Equities also experienced significant volatility, with the S&P 500 paring deep early losses to close modestly higher, while the U.S. dollar reversed its early safe-haven bid to finish with a net bearish lean against most major currencies [1]. The session was described as one of the most volatile of the year, with nearly every major asset class reversing sharply in response to the geopolitical headline [1].
Former National Economic Council director Gary Cohn commented that markets are 'hanging on every word' as the U.S.-Iran conflict stretches into its fourth week, emphasizing that volatility has been 'enormous' due to the crisis in the Iran-controlled Strait of Hormuz [2]. With U.S. ships banned from passing through the waterway, domestic gas prices have risen by more than $1, with the national average at $3.95 per gallon for regular gasoline compared to $2.94 before the U.S. struck Iran, according to AAA [2]. Cohn stated that the outcome of the Middle East conflict and the price of oil are the biggest determinants for both the short-term and long-term U.S. economy, noting that 'movement in oil… it's weighing down heavily on stock markets and other assets' [2].
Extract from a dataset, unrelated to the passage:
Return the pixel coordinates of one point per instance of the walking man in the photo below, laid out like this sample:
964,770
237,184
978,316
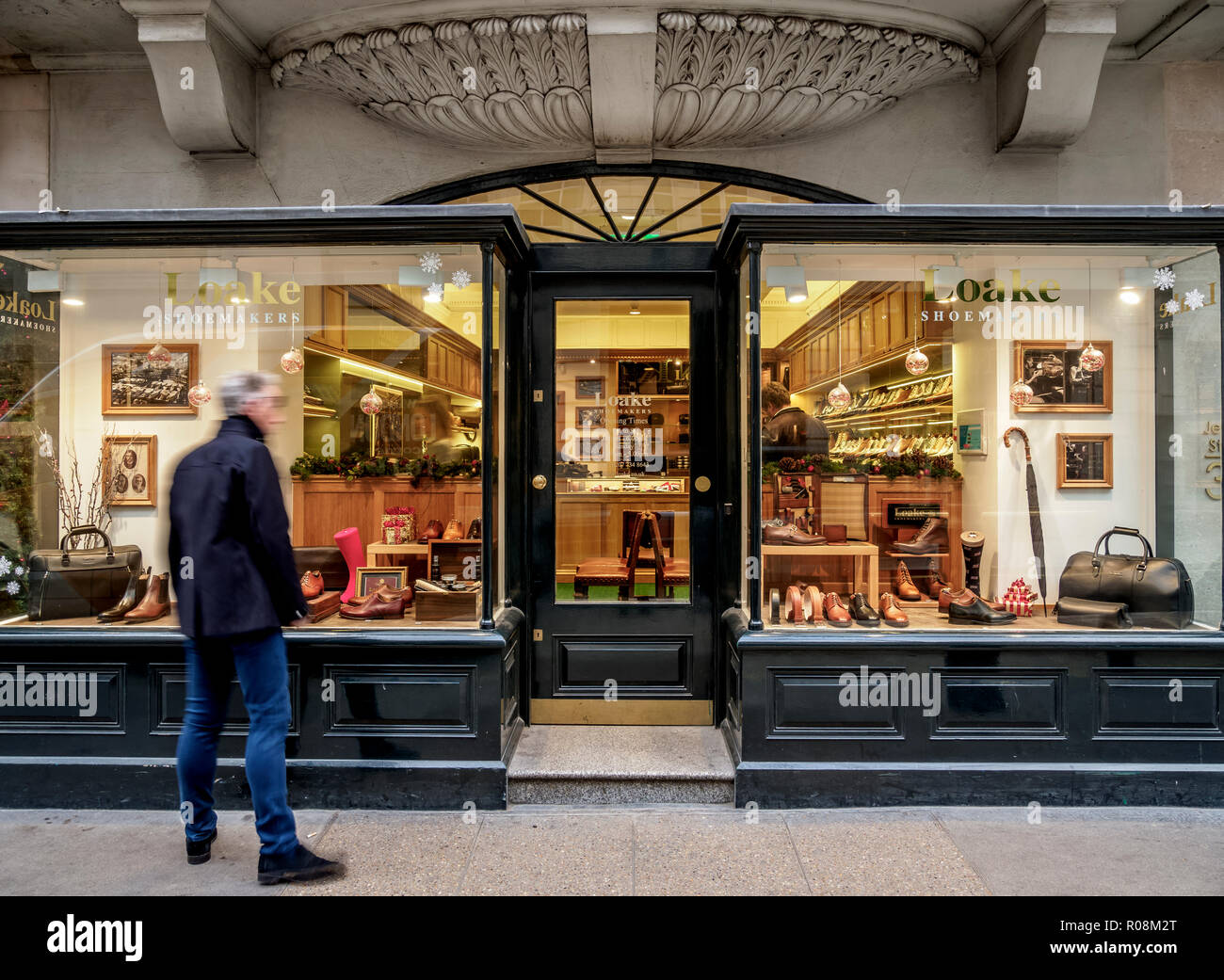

Federal Reserve Governor Stephen Miran said the Fed should not set policy based on considerations related to the war in Iran, while Federal Reserve Bank of Chicago President Austan Goolsbee indicated that either a rate hike or cut scenario is possible, dependent on the conflict in the Middle East [1]. Cohn advised investors to have a game plan amid volatility, warning against acting out of 'fear or greed' and highlighting the importance of strategic buying and selling during turbulent times [2].
CONCLUSION
President Trump's postponement of strikes on Iran triggered a sharp reversal in oil prices and heightened market volatility, with equities and currencies also reacting strongly. The ongoing conflict and closure of the Strait of Hormuz continue to drive up domestic gas prices and weigh heavily on market sentiment. Analysts and officials emphasize the central role of oil prices in determining economic outcomes, urging investors to remain strategic amid persistent volatility.